Update 4: Edward Snowden is not impressed with internet companies including Facebook and Google and their alleged compliance with the government’s internet surveillance program, called PRISM, which Snowden’s leaks revealed. “They are legally compelled to comply and maintain their silence in regard to specifics of the program, but that does not comply (sic) them from ethical obligation,” Snowden wrote. “If for example Facebook, Google, Microsoft, and Apple refused to provide this cooperation with the Intelligence Community, what do you think the government would do? Shut them down?”

Update 3: Since the Snowden’s leaks were first published in the Guardian newspaper, questions have swirled about how much access Snowden had as a contractor at the National Security Agency. The leaks themselves raised questions about the security of sensitive national intelligence information. Snowden declined to give away too much today, but did offer this much about "direct access" to classified information:

More detail on how direct NSA's accesses are is coming, but in general, the reality is this: if an NSA, FBI, CIA, DIA, etc analyst has access to query raw SIGINT databases, they can enter and get results for anything they want. Phone number, email, user id, cell phone handset id (IMEI), and so on - it's all the same. The restrictions against this are policy based, not technically based, and can change at any time. Additionally, audits are cursory, incomplete, and easily fooled by fake justifications. For at least GCHQ, the number of audited queries is only 5% of those performed.

Update 2: Snowden clarified the discrepancy between having acknowledged that he earned $200,000 per year when his last employer, contractor Booz Allen Hamilton, said he made less. “The statement I made about earnings was that $200,000 was my 'career high" salary,'" Snowden wrote. “I had to take pay cuts in the course of pursuing specific work.
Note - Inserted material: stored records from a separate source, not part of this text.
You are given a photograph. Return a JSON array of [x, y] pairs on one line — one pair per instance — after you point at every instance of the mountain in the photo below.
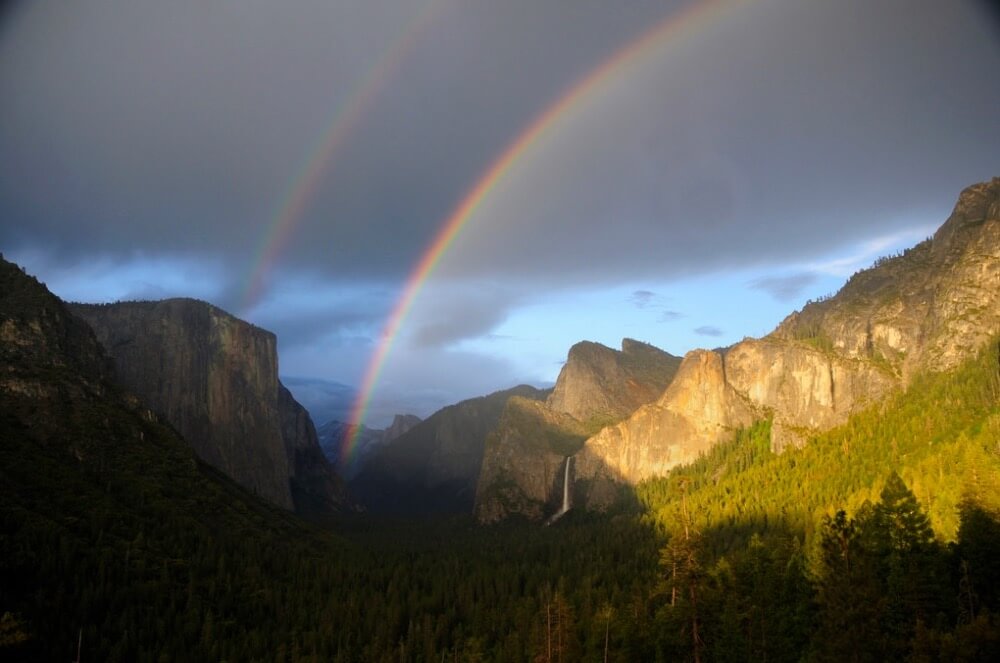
[[525, 456], [929, 308], [325, 400], [333, 433], [215, 379], [112, 529], [434, 467], [599, 384]]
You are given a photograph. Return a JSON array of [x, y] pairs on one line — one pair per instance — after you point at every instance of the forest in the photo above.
[[876, 541]]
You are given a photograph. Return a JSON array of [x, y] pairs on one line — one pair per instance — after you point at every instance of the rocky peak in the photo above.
[[598, 384], [215, 378], [926, 308], [36, 329], [401, 423]]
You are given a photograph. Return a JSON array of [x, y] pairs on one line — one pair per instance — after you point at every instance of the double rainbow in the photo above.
[[685, 23], [302, 187]]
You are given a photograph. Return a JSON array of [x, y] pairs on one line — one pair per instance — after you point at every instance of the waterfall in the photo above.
[[565, 507]]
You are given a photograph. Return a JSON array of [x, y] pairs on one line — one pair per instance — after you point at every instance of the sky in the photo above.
[[682, 173]]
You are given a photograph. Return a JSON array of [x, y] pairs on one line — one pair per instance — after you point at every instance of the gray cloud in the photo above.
[[193, 139], [784, 288], [771, 132]]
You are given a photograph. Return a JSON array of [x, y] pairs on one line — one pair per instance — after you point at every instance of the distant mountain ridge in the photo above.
[[927, 309], [333, 433], [434, 467]]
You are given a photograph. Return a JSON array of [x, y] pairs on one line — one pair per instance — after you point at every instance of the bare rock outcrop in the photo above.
[[926, 309], [523, 465], [599, 384], [597, 387], [215, 379]]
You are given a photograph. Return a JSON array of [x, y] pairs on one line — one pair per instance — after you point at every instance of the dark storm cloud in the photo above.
[[182, 124], [708, 330], [784, 288], [453, 314], [770, 134]]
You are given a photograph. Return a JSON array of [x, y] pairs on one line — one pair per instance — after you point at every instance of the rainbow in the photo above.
[[302, 187], [686, 22]]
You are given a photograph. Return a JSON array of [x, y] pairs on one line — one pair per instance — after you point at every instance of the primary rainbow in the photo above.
[[302, 187], [685, 22]]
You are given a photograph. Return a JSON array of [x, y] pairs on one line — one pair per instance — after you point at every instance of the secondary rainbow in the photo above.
[[302, 188], [686, 22]]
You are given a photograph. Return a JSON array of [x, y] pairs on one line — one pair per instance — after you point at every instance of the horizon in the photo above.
[[682, 173]]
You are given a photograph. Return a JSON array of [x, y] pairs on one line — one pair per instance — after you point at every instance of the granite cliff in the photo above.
[[926, 309], [215, 379], [597, 386]]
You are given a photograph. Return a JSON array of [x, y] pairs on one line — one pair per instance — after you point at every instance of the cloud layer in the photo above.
[[171, 135]]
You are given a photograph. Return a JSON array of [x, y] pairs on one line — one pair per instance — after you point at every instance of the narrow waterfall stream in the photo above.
[[566, 504]]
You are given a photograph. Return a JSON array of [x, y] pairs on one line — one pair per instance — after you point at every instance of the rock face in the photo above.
[[928, 308], [215, 379], [600, 384], [597, 387], [314, 487], [524, 462], [434, 467]]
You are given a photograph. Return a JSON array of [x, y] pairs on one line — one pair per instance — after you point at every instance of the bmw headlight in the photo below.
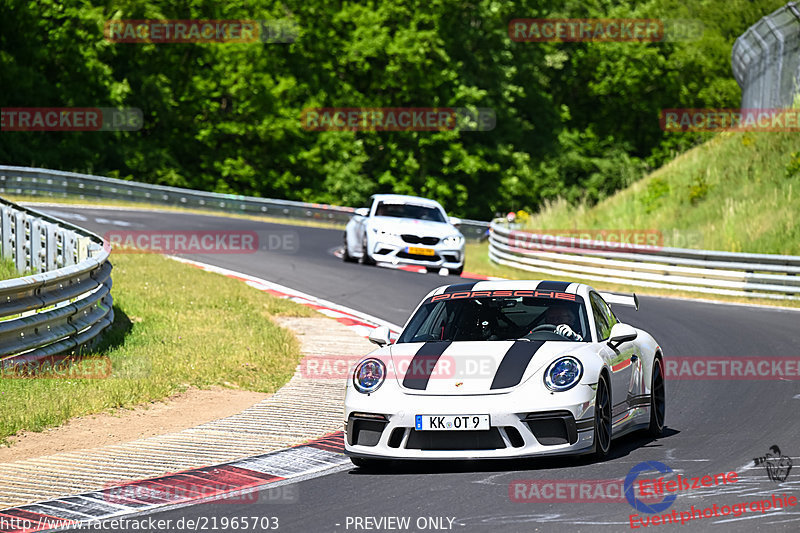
[[563, 374], [369, 375], [453, 240]]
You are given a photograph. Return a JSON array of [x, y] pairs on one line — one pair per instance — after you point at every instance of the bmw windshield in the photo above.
[[417, 212], [498, 319]]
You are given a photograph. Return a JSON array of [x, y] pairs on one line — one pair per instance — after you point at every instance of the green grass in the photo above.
[[8, 270], [175, 327], [738, 192], [101, 202]]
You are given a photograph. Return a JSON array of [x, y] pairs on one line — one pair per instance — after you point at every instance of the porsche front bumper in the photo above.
[[383, 425]]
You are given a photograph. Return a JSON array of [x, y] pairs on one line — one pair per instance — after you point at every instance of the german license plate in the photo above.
[[420, 251], [451, 422]]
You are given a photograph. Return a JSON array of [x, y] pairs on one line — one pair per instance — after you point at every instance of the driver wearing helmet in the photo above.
[[565, 319]]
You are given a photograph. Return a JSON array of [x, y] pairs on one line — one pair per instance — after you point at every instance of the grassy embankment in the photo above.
[[175, 327], [739, 192]]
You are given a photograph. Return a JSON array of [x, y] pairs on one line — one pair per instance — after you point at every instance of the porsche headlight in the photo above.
[[369, 375], [563, 374], [453, 240]]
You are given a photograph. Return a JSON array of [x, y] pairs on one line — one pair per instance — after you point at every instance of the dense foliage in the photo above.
[[574, 120]]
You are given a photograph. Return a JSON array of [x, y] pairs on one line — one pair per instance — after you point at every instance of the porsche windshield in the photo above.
[[498, 319], [418, 212]]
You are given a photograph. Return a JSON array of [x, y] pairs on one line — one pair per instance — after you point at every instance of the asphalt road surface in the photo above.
[[713, 426]]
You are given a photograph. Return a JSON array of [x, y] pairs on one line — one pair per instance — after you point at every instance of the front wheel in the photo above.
[[658, 399], [365, 258], [346, 257], [602, 420]]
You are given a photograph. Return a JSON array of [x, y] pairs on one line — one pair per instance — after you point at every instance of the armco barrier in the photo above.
[[766, 59], [704, 271], [66, 303], [57, 184]]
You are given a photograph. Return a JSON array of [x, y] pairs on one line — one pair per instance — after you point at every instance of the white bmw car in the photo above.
[[501, 369], [404, 229]]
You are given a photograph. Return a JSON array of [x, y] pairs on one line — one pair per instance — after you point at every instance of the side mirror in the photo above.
[[621, 333], [379, 336]]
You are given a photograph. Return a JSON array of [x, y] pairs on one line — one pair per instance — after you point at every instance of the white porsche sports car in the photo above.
[[500, 369], [404, 229]]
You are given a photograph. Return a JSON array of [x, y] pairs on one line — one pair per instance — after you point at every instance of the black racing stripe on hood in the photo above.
[[459, 287], [512, 367], [559, 286], [423, 363]]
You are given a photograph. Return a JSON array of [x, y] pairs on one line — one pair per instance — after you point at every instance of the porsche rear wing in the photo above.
[[630, 300]]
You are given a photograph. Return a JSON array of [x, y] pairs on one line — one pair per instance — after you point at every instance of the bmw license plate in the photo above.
[[420, 251], [451, 422]]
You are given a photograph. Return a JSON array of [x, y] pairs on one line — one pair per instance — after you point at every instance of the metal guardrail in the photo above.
[[66, 303], [58, 184], [766, 60], [704, 271]]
Booz was not the most I've been paid.”

Update 1: Although Iceland has shown a willingness to provide asylum to Snowden, the leaker explained that he thought it going to Iceland would have been riskier than Hong Kong. “Leaving the US was an incredible risk, as NSA employees must declare their foreign travel 30 days in advance and are monitored,” Snowden wrote. “There was a distinct possibility I would be interdicted en route, so I had to travel with no advance booking to a country with the cultural and legal framework to allow me to work without being immediately detained. Hong Kong provided that.” Iceland could be pushed harder, quicker, before the public could have a chance to make their feelings known, and I would not put that past the current US administration.”
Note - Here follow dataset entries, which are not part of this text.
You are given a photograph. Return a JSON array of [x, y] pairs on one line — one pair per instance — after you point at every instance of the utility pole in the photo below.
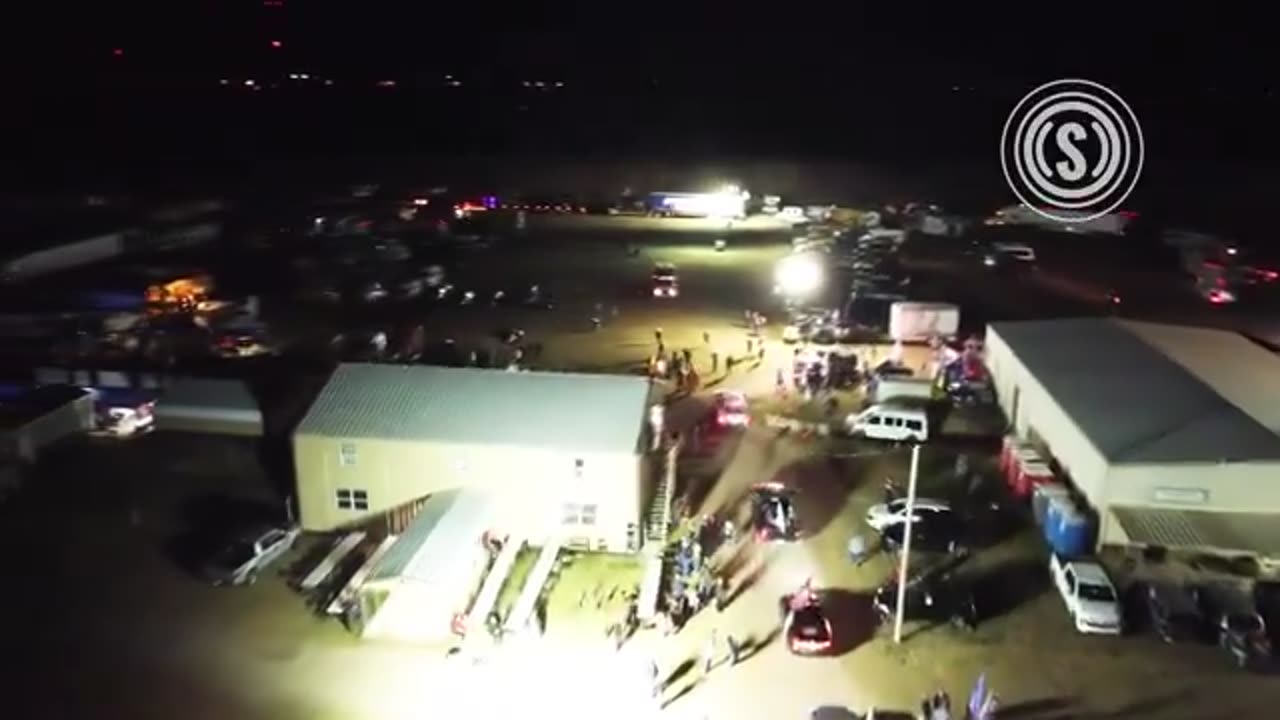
[[906, 545]]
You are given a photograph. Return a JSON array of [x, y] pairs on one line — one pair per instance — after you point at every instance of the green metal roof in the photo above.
[[464, 405], [1130, 400]]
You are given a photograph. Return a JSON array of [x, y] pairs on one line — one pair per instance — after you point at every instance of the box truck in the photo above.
[[918, 322]]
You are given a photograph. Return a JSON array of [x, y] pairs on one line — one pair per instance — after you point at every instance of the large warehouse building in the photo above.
[[560, 454], [1169, 432]]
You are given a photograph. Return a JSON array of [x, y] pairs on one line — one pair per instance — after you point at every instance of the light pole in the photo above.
[[906, 543]]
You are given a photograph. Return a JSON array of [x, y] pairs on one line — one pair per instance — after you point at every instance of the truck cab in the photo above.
[[1088, 593]]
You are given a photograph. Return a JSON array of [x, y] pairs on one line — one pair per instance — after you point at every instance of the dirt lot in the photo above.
[[110, 623]]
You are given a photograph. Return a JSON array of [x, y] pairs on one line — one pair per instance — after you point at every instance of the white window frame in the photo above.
[[352, 499], [347, 454], [581, 514]]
Edward Snowden, who confessed to leaking classified documents about the United States’ governments surveillance operations, declined during a Q&A Monday to say how many more documents will be revealed or how many reporters had them. But he did say that the “US Government is not going to be able to cover this up by jailing or murdering me.”

Snowden began answering questions during a Q&A forum at the Gaurdian newspaper, with questions coming in through comments and on Twitter.
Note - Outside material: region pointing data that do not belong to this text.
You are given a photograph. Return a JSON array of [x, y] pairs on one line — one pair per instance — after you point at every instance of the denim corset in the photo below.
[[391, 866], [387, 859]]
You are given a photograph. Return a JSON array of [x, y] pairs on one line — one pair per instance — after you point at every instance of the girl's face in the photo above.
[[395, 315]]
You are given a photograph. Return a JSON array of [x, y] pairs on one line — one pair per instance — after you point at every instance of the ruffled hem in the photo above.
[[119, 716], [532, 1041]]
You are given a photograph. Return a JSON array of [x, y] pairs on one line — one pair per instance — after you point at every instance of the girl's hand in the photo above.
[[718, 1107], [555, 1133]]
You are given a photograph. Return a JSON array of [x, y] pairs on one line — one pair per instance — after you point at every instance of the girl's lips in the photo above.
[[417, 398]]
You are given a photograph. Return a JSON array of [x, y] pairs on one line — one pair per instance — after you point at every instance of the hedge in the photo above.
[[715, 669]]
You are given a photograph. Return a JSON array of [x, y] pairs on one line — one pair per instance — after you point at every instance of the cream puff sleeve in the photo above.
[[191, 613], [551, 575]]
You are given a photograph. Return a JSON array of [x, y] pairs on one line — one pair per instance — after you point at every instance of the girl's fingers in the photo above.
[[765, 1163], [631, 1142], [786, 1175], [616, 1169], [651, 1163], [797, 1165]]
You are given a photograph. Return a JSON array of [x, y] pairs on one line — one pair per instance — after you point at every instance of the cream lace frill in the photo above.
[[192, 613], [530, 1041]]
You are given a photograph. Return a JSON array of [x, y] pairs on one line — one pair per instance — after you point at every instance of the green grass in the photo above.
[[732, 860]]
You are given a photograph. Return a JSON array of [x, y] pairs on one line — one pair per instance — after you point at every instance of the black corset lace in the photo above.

Snowden defended Pfc. Bradley Manning, who is currently in his third week of court martial proceedings in which he is being charged with aiding the enemy for leaking documents to WikiLeaks. Snowden also defended WikiLeaks’ work.

Wikileaks is a legitimate journalistic outlet and they carefully redacted all of their releases in accordance with a judgment of public interest. The unredacted release of cables was due to the failure of a partner journalist to control a passphrase. However, I understand that many media outlets used the argument that "documents were dumped" to smear Manning, and want to make it clear that it is not a valid assertion here.

This post will be updated as Snowden answers more questions.